Now lets talk about the modes available in this game. In comparison to FIFA10, you are somewhat limited but what you are offered is ever so thrilling. WORLDCUP10 offers you a choice of 199 international teams, but no clubs. The teams that have never qualified for a World Cup can be guided through the qualification process and eventually brought into the World Cup where you can take the under dogs and try to win the ultimate prize. If that seems too much of a hassle for you, you can take one of the already qualified teams and play through the group and knockout stages to reach the end. The games difficulty curve is presented almost flawlessly, with available challenge to any player of any level. The final offline mode is Captain your Country, which allows you to play as a single player, or alongside 3 friends in offline mode, each controlling a player, as you try to reach the captaincy and first team squad of your chosen team for the World Cup Finals. This mode provides a slightly enjoyably variation of the football simulation, but is often plagued with ridiculous technicalities, such as at times you could be scoring a hat-trick a game and all of a sudden you can be dropped to the reserve team and lose the armband. Overall, you don’t buy any FIFA game to really be playing this mode.

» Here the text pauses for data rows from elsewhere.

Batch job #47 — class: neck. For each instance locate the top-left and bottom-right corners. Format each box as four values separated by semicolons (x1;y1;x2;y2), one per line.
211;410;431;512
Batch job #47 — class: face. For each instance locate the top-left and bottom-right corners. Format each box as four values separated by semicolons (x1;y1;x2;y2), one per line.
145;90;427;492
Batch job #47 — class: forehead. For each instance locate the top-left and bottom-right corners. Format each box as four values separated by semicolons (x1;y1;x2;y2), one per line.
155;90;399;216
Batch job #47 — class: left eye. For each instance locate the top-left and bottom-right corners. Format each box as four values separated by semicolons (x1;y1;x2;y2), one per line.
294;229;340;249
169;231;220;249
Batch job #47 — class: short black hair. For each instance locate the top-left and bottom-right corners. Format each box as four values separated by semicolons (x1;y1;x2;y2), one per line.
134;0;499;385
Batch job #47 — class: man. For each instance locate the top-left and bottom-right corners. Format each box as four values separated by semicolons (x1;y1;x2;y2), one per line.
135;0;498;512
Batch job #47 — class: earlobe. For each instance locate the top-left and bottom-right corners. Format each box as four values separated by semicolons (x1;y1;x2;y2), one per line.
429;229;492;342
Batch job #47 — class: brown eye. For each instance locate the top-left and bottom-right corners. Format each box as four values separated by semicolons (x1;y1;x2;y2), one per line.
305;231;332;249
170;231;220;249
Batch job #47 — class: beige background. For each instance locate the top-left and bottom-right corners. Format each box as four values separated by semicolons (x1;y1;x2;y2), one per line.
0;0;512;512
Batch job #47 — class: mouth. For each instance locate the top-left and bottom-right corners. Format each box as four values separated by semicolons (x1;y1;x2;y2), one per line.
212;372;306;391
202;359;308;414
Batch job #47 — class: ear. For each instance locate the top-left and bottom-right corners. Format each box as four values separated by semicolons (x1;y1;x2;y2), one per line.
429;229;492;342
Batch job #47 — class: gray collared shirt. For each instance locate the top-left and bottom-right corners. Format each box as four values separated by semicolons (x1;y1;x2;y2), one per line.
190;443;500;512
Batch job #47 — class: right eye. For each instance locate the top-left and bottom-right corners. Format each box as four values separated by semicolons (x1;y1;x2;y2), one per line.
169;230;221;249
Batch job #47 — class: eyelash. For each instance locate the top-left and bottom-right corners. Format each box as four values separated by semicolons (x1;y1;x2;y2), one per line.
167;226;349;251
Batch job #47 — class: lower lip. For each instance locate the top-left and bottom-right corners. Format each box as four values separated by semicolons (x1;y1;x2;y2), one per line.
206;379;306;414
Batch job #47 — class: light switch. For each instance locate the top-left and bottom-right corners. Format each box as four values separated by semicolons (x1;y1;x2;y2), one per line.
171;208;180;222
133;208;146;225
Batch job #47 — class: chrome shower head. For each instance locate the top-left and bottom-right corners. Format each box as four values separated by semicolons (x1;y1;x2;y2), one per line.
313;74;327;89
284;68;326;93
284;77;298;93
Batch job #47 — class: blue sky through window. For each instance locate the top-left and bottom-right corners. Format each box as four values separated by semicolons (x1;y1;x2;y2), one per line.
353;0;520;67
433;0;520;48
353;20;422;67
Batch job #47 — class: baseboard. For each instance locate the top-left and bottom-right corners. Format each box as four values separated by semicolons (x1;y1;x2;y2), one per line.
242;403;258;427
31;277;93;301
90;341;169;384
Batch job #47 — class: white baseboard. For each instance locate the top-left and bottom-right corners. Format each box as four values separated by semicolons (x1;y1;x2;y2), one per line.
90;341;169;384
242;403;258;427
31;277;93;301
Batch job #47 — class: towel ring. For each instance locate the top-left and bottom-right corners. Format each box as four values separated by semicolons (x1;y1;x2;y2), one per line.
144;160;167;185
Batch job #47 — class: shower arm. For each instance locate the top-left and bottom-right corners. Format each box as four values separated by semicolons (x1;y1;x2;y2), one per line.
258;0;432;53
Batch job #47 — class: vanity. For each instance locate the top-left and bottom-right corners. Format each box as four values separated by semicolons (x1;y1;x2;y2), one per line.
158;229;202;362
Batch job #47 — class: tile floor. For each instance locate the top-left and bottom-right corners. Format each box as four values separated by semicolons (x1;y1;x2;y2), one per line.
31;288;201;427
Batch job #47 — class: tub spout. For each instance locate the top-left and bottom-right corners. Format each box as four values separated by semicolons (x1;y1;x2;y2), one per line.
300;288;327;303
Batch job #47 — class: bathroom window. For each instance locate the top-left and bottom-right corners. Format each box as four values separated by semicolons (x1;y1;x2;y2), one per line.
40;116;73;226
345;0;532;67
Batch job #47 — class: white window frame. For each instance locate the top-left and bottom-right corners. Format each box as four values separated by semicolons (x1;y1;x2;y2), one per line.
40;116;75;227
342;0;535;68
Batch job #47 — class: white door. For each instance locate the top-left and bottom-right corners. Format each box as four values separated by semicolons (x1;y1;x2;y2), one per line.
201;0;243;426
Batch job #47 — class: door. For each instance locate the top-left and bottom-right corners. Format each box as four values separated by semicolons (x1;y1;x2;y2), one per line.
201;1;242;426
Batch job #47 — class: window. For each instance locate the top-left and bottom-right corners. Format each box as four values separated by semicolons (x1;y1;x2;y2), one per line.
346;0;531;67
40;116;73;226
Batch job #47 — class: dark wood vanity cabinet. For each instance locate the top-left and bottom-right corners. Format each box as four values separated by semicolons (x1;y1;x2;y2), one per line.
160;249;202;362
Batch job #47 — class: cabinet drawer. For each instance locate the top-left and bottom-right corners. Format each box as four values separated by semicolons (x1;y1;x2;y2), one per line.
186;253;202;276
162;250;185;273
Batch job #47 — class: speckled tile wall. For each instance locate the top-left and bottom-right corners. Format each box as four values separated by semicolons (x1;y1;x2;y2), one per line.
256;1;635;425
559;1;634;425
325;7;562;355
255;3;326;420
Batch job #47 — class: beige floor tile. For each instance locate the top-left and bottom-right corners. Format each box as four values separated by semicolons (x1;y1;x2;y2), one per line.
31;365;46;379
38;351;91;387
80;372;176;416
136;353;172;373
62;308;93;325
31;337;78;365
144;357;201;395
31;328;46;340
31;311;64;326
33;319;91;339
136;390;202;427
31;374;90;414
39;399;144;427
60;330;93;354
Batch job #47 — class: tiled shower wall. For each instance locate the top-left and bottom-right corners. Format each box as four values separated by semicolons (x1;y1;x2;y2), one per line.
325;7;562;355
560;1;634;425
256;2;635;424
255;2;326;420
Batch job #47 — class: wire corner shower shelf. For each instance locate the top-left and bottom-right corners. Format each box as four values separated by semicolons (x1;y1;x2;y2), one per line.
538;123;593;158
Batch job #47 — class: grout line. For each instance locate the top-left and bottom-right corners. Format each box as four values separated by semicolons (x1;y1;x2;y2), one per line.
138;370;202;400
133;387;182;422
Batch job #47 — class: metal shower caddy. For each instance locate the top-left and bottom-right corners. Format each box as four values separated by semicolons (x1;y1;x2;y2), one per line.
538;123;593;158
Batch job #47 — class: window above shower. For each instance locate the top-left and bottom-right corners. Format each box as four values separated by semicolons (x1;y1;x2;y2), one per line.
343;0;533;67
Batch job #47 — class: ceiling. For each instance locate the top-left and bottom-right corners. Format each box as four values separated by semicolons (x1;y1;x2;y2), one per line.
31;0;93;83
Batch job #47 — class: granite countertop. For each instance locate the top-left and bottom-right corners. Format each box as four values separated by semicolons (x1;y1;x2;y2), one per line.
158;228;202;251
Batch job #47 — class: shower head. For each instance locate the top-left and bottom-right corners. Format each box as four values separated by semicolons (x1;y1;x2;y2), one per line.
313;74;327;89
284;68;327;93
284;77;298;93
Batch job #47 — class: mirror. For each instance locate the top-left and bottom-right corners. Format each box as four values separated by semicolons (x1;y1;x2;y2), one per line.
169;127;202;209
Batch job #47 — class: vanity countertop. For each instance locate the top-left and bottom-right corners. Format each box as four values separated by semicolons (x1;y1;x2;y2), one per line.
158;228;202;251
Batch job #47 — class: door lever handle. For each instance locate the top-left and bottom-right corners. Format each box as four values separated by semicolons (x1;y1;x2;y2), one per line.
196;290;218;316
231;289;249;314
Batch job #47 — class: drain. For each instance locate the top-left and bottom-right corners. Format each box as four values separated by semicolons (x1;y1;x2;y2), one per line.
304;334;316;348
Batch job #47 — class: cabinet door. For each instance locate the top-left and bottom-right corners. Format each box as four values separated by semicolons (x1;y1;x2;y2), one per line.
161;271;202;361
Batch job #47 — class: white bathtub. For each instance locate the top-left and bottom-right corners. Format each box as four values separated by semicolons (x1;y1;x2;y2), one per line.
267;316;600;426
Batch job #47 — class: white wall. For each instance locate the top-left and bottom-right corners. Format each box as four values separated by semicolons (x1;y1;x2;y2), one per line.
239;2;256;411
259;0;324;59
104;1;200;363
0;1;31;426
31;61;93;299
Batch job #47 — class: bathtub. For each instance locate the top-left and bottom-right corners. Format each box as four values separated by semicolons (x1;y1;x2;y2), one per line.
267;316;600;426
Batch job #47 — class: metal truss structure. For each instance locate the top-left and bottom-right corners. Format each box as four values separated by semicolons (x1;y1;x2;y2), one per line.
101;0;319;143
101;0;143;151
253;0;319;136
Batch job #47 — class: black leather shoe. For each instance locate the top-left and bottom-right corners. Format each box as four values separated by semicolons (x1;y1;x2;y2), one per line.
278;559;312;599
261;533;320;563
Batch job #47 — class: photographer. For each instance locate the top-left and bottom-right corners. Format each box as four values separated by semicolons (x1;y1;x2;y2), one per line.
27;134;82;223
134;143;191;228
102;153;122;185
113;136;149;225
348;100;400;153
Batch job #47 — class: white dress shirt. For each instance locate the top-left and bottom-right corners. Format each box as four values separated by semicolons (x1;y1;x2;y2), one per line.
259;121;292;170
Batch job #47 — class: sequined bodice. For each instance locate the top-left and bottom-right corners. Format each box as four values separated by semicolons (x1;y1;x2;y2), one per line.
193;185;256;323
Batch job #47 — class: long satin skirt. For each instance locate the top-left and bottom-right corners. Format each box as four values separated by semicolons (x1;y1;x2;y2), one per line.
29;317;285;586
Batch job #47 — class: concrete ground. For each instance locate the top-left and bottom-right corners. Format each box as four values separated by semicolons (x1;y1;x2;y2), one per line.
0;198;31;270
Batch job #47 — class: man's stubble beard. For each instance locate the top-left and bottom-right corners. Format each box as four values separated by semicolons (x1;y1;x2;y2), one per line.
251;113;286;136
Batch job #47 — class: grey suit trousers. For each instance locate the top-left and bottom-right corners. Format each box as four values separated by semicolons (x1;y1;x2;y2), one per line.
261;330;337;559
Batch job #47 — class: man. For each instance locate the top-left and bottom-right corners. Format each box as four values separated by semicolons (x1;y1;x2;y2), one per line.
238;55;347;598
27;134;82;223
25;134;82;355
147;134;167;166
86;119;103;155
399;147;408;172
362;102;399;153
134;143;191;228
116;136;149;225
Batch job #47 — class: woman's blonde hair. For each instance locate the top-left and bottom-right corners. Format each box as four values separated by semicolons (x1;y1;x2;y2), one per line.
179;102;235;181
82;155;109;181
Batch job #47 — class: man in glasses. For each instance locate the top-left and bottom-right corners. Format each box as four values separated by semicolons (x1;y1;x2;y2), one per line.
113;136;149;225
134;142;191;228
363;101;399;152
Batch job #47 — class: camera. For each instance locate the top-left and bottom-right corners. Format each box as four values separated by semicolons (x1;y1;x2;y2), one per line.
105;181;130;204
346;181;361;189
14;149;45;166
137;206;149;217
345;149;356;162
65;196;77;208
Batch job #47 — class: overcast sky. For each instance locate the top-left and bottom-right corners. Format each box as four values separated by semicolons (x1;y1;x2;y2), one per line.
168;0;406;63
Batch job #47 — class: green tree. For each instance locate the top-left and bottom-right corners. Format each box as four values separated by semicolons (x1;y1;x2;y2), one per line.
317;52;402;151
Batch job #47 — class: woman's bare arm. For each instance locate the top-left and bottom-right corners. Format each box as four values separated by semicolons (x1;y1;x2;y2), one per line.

The cream of WORLDCUP10 is by far the Online World Cup Mode. This allows you to pick a nation and guide them through the group and knock out stages of the tournament. You are paired up with players that are playing with the same teams as allocated in your groups, so while you will not go through the group stages with the same 4 players, they will be the same teams, keeping the realism. It is especially exciting when another game of the other two nations is going on and their score-line is passed onto you, as more often than not, goal difference can decide group stage qualification. The game promotes play with weaker teams in this mode as you gain more points, but unfortunately, you can really feel the difference of powerhouse teams such as France and Holland, so no matter how good you are, it is difficult to stop Frank Ribery and Aaron Lennon bombarding the wings with you not being able to get anywhere near them. That’s not to say that this is still not an incredibly enjoyable game mode. When you enter the knock out stages you actually feel the pressure and excitement and the reality that you might win the World Cup with your favourite team. This sense of emotion is what WORLDCUP10 does best in simulating and this is certainly no easy task to accomplish. The national pride at stake makes it a nerve-racking tournament but the satisfaction of winning is absolutely incredible.

To conclude, unfortunately it is difficult to admit that £39.99 is a hefty price tag, but this is only because FIFA10 came out 6 months ago. There is very little difference between the PS3 and 360 versions of the game, if at all. The Wii version is a totally different game with the Wii controls so this review does not apply to it. There is absolutely no doubt that FIFAWORLDCUP10 is a better game in every aspect technically and visually. If you have the money, get it, you will not regret it, it is as simple as that.